A fear of COVID-19 is keeping people from seeing their doctor. Picture: Getty Images.
A fear of COVID-19 is keeping people from seeing their doctor. Picture: Getty Images.

 

Australian Medical Association spokesman Dr Chris Moy said many older people could not handle the technology to book a telehealth appointment and some had been severely let down by medical practices that had shut their doors to only provide telehealth consultations.

He said he had to take over a cancer diagnosis of a patient from one medical clinic that had closed its doors and before the patient could get an X-ray to diagnose their cancer - the patient had to get a COVID-19 test to prove he was not infected, Dr Moy said.

HealthEngine CEO Marcus Tan confirmed there had been a 30-50 per cent drop off in GP attendances "which threatens GP viability," he said.

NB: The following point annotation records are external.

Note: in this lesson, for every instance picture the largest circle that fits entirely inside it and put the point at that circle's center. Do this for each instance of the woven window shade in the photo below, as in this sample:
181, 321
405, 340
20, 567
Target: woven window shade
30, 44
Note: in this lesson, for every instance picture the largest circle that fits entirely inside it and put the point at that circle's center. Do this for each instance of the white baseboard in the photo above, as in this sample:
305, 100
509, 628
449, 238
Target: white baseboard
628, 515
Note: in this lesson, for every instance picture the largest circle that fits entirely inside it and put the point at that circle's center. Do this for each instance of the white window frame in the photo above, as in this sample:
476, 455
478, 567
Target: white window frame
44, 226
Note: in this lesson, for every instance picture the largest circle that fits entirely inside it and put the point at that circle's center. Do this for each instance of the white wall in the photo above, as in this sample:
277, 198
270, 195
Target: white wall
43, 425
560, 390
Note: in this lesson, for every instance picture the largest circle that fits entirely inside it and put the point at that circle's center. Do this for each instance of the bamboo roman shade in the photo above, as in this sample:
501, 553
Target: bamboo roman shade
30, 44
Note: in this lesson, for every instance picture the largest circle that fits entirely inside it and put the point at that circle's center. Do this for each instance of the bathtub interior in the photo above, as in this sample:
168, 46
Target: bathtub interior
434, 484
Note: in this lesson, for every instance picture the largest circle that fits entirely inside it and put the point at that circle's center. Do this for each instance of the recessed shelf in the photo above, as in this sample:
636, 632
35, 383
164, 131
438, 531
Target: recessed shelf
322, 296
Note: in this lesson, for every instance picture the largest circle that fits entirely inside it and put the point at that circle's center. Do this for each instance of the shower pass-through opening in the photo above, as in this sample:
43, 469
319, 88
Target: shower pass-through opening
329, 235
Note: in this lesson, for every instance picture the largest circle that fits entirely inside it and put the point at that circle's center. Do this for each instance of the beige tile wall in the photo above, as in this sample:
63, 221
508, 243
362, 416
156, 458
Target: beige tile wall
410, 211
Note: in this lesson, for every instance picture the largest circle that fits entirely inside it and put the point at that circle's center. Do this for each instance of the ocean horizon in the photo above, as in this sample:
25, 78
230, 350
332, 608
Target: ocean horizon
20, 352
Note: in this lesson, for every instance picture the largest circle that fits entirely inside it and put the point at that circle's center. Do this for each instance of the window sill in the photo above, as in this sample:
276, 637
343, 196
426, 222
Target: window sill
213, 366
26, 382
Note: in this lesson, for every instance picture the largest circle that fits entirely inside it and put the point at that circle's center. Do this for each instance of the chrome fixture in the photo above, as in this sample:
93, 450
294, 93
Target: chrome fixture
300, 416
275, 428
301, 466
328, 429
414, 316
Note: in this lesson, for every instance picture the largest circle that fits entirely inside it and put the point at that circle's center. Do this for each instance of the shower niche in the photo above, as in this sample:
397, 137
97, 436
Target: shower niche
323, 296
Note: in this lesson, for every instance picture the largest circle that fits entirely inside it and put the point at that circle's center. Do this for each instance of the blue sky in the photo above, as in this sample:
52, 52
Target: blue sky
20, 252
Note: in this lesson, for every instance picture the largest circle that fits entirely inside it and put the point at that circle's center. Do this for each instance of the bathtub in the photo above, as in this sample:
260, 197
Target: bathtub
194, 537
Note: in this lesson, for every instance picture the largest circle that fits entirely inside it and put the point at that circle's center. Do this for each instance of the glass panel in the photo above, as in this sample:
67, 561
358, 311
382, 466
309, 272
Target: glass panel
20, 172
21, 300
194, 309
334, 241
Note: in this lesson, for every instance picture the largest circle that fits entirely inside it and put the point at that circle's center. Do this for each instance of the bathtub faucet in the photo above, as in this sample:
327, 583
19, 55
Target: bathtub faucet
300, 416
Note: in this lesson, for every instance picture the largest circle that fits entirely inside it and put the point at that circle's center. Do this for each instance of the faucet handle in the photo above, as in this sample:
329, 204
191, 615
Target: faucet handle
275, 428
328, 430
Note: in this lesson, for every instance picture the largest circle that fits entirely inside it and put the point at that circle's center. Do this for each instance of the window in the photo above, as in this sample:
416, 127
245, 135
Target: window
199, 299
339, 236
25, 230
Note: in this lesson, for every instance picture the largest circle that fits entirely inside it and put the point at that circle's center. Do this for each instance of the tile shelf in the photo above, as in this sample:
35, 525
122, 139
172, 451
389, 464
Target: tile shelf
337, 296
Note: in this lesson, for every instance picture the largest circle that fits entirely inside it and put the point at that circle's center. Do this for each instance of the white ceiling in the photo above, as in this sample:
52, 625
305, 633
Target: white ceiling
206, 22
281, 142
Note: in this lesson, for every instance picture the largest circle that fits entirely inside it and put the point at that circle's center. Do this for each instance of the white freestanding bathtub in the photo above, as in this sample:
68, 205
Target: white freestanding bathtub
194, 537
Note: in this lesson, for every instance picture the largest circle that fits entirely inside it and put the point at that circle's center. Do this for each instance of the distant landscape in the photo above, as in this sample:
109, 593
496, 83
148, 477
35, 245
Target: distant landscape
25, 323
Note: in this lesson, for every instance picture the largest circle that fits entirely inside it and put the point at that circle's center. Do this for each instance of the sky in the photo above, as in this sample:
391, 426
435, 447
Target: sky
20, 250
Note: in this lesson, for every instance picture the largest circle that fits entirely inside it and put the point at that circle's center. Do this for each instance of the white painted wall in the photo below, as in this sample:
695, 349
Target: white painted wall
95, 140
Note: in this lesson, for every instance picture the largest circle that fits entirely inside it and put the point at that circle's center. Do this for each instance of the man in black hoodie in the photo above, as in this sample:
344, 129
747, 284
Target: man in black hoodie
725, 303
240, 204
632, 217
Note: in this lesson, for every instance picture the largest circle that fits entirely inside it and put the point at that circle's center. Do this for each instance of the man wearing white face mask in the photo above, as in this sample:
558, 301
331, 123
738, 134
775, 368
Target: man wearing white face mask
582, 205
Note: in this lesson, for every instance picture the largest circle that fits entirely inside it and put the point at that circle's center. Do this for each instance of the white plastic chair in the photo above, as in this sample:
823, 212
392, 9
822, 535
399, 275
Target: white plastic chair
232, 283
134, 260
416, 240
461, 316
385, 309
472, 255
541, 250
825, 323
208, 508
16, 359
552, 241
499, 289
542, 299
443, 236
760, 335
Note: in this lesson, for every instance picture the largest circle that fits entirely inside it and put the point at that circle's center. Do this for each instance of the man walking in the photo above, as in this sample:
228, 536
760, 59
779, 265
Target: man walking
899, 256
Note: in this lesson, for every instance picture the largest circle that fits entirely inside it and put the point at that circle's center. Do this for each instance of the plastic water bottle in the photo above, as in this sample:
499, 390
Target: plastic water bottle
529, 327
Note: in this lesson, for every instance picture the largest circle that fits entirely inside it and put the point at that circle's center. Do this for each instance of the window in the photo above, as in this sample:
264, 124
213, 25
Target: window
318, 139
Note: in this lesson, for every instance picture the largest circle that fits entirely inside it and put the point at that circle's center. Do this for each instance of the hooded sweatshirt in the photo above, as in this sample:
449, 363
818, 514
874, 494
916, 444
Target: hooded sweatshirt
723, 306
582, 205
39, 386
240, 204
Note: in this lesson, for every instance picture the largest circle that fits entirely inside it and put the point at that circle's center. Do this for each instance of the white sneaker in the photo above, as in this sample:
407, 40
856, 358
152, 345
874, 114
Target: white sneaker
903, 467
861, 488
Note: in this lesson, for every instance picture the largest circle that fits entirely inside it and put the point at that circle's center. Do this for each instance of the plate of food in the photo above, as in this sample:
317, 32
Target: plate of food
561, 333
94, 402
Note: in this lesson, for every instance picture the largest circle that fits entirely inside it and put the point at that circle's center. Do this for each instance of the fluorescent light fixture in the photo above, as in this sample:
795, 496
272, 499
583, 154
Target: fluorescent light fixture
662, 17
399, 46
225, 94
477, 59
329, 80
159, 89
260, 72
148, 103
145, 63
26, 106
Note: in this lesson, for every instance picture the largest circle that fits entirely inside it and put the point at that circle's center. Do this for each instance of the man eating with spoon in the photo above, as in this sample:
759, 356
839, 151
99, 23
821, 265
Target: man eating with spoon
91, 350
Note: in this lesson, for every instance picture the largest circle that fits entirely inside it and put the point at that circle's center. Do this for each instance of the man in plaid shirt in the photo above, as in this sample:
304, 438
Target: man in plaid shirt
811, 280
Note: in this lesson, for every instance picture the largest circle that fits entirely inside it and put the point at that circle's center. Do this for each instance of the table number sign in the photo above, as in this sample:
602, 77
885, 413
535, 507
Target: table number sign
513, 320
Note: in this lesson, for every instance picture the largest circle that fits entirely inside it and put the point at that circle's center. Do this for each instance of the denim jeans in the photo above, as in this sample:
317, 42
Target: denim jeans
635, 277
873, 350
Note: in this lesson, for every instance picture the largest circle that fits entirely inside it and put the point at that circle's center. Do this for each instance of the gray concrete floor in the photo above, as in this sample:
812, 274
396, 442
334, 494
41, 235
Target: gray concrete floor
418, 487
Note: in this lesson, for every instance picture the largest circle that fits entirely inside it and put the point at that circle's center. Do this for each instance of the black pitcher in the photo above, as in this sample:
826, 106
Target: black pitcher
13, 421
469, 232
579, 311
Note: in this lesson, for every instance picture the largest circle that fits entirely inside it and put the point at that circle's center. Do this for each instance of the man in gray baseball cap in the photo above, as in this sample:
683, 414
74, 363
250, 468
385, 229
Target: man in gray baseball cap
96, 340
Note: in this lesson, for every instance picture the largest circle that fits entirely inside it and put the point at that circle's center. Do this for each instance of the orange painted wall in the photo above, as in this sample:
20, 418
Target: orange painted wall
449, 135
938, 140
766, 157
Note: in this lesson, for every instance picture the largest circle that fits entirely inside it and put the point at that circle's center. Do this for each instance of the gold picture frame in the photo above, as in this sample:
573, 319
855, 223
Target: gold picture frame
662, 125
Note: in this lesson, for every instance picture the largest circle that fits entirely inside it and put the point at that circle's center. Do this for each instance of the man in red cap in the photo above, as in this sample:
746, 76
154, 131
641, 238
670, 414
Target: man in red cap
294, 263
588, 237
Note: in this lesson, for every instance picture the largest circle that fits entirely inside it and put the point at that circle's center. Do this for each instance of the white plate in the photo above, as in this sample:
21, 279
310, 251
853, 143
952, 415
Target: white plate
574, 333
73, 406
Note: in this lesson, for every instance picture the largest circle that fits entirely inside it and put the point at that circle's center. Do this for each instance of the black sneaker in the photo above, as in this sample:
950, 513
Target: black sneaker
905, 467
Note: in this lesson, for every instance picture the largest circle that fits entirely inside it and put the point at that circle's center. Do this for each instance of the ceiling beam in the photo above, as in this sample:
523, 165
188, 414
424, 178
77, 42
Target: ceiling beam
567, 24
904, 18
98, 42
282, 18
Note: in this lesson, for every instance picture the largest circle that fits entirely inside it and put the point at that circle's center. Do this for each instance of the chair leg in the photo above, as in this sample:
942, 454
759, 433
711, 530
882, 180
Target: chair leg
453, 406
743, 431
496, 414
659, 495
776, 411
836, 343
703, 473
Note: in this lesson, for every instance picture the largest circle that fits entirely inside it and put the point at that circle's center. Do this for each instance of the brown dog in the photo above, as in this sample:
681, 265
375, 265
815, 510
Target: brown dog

His data shows around 80 per cent of telehealth consultations are taking place over the phone while around one in five are done using video consultation platforms.

Dr Moy and Dr Tan share concerns telehealth is being abused by some medical practitioners.

Some practices had set up only offering telehealth consultations when there were some diagnoses that require a physical examination by a doctor and they had no way of providing this care, he said.

Dr Tan said there was a risk some unscrupulous doctors may be calling patients to pass the time of day and billing this to Medicare as a consultation.